Here we have two numbers $7.23 \times 10^{34}$ and $1.31 \times 10^{11}$. When you multiply these two numbers, you multiply the coefficients, that is $7.23 \times 1.31 = 9.4713$. Then all exponents are added, so the exponent on the result of multiplication is $11+34 = 45$. The final result after the multiplication is $9.4713 \times 10^{45}$ or the process is shown below:

\[(7.23 \times 10^{34}) \times (1.31 \times 10^{11}) \\ 7.23 \times 1.31 \times 10^{34} \times 10^{11} \\ 9.4713 \times 10^{34 + 11}\\ 9.4713 \times 10^{45}\]

Apply the exponents rule and voila! If the coefficient in the result is greater than 10 convert that number to greater than 1 and smaller than 10 by changing the decimal location and add the exponents again.

## Division in Scientific Notation

The division of two scientific numbers is similar to multiplication but in this case we divide coefficients and subtract the exponents.

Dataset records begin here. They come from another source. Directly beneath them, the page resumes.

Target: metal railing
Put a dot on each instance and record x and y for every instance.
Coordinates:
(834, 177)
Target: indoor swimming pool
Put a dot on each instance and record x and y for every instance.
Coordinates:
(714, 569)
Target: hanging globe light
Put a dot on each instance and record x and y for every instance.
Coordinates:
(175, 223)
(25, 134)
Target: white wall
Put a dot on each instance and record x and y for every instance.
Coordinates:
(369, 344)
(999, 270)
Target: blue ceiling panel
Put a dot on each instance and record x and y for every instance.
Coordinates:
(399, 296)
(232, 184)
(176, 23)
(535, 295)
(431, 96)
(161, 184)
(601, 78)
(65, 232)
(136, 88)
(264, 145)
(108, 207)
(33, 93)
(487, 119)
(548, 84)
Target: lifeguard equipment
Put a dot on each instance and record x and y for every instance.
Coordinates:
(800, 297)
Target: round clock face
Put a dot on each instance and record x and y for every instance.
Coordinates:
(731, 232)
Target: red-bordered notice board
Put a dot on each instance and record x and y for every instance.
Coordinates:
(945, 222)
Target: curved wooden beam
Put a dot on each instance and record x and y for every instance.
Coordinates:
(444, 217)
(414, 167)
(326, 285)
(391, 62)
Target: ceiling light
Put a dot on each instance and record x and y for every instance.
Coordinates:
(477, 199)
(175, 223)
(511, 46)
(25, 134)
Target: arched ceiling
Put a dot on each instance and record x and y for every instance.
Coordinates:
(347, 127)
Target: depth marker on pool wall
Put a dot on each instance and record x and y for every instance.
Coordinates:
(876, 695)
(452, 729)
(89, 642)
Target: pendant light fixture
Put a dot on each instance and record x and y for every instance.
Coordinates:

### Division in Scientific Notation Example

You have two numbers $1.03075 \times 10^{17}$ and $2.5 \times 10^5$ . To divide these numbers we divide 1.03075 by 2.5 first, that is 1.03075/2.5 = 0.4123. Then we subtract the exponents of these numbers, that is 17 - 5 = 12 and the exponent on the result of division is 12.

Note that the number 0.4123 is less than 1, so we make this number greater than 1 and smaller than 10. To do that the decimal point goes between 4 and 1 and the number of steps we moved to the right across the digits to our new location is subtracted from the exponent of 10. So, The final exponent of 10 is $12 - 1 = 11$ and the number is 4.123. So the result is $4.123 \times 10^{11}$. Or mathematically,

\[\begin{align*} \frac{1.03075 \times 10^{17}}{2.5 \times 10^5} &= \frac{1.03075}{2.5} \times 10^{17 - 5} \\ &= 0.4123 \times 10^{12} = 4.123 \times 10^{-1} \times 10^{12} \\ &= 4.123 \times 10^{-1+12} = 4.123 \times 10^{11} \end{align*}\]

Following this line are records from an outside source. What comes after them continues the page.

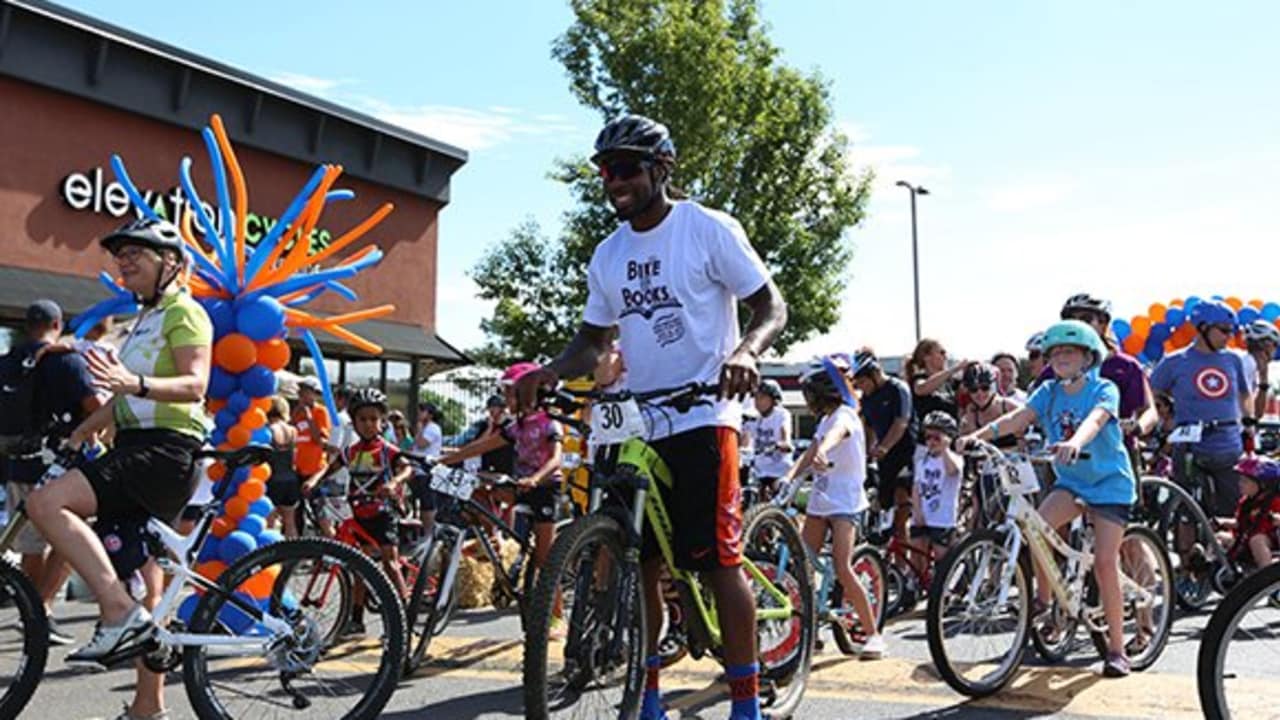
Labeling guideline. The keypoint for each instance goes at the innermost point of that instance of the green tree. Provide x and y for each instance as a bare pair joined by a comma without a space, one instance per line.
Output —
754,137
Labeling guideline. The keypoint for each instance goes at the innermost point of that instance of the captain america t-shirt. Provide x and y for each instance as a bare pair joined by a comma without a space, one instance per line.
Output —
673,292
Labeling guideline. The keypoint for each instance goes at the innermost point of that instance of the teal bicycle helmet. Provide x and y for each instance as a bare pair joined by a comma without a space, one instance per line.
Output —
1075,333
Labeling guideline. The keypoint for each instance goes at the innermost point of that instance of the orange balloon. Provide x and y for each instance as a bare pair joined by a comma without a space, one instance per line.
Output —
260,584
222,527
211,569
234,352
1133,343
254,419
237,507
273,354
251,490
238,436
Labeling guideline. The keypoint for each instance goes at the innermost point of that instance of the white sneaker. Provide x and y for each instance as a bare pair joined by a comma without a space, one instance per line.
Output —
873,648
109,639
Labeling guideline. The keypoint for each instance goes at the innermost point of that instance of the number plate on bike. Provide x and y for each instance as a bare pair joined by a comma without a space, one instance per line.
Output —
1187,433
613,423
455,483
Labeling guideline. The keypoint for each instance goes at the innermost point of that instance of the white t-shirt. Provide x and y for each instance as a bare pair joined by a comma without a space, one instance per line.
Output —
673,292
430,441
938,492
839,490
767,432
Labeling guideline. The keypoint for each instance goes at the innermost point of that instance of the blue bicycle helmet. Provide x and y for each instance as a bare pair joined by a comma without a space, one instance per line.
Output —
1214,313
1078,335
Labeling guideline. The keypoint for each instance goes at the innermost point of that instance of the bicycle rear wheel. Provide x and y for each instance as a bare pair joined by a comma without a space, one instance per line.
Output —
1237,668
977,639
297,671
585,628
23,639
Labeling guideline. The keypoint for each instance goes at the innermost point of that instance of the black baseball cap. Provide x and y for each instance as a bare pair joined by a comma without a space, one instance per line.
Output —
42,313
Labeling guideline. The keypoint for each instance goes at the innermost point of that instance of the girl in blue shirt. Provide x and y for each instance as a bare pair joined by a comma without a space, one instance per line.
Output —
1079,411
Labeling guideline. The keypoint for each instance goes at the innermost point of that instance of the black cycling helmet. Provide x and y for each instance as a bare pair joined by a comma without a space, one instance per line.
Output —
979,374
1086,301
771,388
366,397
941,422
635,133
156,235
817,383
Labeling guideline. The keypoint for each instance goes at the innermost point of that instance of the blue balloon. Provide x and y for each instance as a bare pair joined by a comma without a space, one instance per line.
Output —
254,525
260,318
257,381
1120,328
223,317
222,383
234,546
225,419
261,506
1155,349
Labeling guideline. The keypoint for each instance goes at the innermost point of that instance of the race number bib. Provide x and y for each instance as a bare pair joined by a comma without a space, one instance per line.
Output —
453,483
1187,433
615,423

## Significant Figures in Scientific Notation

How to determine the significant figures of very large and very small numbers? One benefit of scientific notation is you can easily express the number in the correct number significant figures.

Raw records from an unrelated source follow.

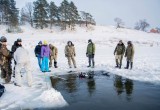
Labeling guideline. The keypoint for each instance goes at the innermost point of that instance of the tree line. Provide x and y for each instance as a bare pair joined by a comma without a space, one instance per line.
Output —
41,14
141,25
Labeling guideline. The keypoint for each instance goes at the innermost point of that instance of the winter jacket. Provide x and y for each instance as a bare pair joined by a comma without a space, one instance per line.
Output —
129,52
45,51
90,49
21,55
5,55
120,49
15,46
37,50
70,51
54,51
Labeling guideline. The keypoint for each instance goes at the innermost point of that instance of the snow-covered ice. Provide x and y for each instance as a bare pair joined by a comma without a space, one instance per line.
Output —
146,62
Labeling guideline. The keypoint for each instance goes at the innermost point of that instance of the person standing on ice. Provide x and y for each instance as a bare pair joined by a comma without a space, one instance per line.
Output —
45,53
17,44
70,54
37,52
129,54
5,60
21,57
53,55
119,53
90,53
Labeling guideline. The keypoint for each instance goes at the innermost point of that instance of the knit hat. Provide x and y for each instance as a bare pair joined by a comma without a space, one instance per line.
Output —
3,39
129,42
90,40
40,43
19,40
45,42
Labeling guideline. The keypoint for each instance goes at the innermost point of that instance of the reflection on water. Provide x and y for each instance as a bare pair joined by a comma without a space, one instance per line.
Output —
100,90
73,81
123,85
91,86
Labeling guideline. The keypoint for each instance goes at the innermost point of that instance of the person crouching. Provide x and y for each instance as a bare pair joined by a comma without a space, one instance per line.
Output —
22,61
45,53
70,54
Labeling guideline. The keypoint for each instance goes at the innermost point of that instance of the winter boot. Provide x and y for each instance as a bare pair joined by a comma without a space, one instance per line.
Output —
116,63
55,65
131,65
93,64
127,65
120,66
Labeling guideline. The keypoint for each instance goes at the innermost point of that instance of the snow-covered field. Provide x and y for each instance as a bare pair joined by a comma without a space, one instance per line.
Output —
146,62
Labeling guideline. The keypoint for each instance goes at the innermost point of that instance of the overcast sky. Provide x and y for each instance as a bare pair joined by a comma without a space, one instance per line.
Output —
104,11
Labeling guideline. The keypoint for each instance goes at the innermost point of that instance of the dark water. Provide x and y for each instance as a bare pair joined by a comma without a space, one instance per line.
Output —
106,91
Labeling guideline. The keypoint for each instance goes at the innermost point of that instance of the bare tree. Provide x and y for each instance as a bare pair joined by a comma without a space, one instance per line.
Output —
29,10
142,25
88,18
158,29
23,17
119,22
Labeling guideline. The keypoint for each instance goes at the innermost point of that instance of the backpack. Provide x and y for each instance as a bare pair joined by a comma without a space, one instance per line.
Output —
2,89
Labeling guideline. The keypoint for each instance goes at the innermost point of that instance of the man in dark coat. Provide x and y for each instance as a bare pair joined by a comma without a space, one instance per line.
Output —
129,54
5,61
17,44
37,52
119,53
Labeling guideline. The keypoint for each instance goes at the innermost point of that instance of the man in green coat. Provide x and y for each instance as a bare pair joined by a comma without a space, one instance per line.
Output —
119,52
129,54
5,61
90,52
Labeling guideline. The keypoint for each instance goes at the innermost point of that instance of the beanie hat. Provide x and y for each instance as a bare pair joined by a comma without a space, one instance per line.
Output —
19,40
89,40
40,42
3,39
45,42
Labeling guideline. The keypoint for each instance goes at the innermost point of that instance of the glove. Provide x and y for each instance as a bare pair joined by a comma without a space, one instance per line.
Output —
36,55
86,54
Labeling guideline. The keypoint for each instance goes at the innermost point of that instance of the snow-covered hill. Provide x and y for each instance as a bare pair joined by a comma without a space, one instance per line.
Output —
146,61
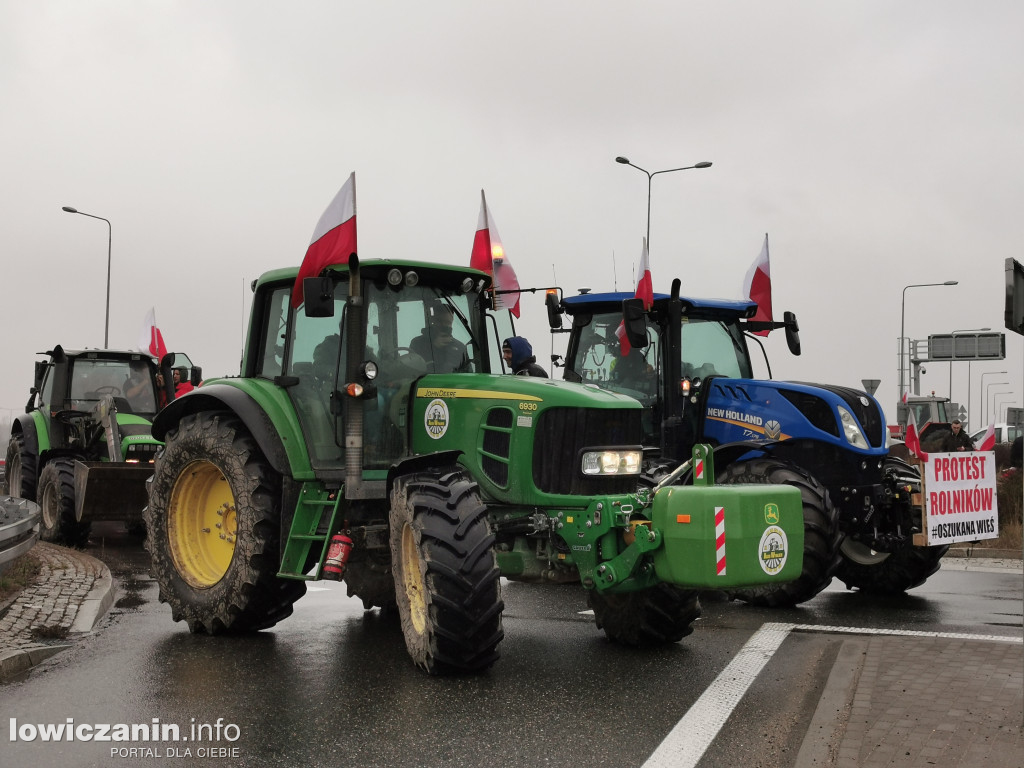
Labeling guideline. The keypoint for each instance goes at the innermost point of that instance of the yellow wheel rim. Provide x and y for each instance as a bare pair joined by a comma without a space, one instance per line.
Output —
413,580
202,524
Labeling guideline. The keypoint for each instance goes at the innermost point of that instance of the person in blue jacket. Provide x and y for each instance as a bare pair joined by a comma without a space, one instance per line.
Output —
519,356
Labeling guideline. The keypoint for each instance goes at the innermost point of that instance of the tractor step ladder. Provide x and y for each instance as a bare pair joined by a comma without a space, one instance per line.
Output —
310,530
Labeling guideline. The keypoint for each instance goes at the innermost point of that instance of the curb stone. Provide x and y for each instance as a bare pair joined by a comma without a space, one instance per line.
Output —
72,594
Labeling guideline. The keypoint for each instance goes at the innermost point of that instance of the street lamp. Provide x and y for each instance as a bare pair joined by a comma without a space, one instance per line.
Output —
986,386
952,353
902,325
650,176
110,241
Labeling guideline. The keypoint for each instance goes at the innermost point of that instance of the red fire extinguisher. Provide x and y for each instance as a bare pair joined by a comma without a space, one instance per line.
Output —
337,556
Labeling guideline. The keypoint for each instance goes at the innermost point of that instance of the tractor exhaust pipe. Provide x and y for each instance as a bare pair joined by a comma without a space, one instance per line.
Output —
352,407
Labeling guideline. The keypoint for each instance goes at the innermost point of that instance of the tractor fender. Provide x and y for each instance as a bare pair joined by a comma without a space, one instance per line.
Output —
412,464
214,397
730,453
25,425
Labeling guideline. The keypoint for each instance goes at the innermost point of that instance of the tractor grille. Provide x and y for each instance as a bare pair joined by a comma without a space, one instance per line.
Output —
563,432
497,444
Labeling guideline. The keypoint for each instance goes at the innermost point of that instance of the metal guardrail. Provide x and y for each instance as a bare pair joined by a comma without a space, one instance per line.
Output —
18,528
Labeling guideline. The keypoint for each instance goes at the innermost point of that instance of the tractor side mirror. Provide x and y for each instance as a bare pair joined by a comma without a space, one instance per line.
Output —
318,296
554,310
635,321
39,374
792,332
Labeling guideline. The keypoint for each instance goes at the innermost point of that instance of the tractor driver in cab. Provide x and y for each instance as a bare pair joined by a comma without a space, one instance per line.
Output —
519,355
436,343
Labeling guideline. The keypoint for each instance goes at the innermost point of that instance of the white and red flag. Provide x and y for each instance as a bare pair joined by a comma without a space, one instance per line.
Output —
988,440
912,439
150,339
488,256
757,285
645,291
334,238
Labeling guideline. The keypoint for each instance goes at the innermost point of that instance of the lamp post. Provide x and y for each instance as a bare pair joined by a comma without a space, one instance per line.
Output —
902,326
986,386
952,353
650,176
110,241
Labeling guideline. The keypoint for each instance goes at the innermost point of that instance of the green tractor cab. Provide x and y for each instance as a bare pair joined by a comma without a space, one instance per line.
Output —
84,449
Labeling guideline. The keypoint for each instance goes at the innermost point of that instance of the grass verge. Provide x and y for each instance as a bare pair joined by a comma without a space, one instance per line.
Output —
20,573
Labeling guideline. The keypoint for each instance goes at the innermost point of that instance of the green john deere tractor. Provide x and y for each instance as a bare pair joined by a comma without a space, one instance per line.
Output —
83,449
367,413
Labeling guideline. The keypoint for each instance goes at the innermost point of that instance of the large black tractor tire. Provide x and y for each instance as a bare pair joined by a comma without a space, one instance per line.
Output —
821,532
20,465
56,502
658,615
213,528
445,572
889,572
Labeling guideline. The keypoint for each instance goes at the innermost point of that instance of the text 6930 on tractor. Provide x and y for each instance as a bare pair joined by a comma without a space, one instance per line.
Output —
83,449
689,365
367,436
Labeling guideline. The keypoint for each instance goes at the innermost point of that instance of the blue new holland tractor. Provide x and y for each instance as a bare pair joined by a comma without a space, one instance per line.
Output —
688,361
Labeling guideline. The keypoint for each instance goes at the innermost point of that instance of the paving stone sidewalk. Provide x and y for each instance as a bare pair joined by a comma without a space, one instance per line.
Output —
908,698
73,591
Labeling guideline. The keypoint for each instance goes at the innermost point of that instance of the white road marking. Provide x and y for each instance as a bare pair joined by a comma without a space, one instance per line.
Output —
687,741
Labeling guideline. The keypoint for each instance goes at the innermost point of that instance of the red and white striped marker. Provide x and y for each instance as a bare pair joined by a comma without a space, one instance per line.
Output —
720,539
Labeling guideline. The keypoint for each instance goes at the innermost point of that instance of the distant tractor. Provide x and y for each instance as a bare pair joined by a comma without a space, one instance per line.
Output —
367,438
689,364
83,449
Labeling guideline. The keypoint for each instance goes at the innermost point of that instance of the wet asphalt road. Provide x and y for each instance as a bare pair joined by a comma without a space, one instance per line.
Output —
333,686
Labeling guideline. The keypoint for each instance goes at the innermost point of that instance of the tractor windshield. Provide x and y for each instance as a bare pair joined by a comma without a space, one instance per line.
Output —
714,348
601,358
129,382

For example, you are not sure that this number 17100000000000 has two, three or five significant figures. If this number has two significant figures, this number can be expressed in scientific notation as $1.7 \times 10^{13}$. If this number has five significant figures, it can be expressed in scientific notation as $1.7100 \times 10^{13}$.

## How to Do Scientific Notation Using Calculators?

All scientific calculators allow you to express numbers in scientific notation and do calculation. The buttons to express numbers in scientific notation in calculators look like EXP, EE, $\times 10^{n}$ etc. The button depends on the make and model of your calculator but the function is the same in all calculators.

For example, in some calculators if you want to write $1.71 \times 10^{13}$ in scientific notation you write 1.71E13 using the button EXP or EE in the display screen. The button EXP or EE display E or e in calculator screen which represents the exponent. Other buttons such as $\times 10^n $ or $\times 10^x$ etc allow you to add exponent directly in the exponent form including the $\times 10$. Explore a little bit in your calculator and you'll be easily able to do calculations involving scientific notation.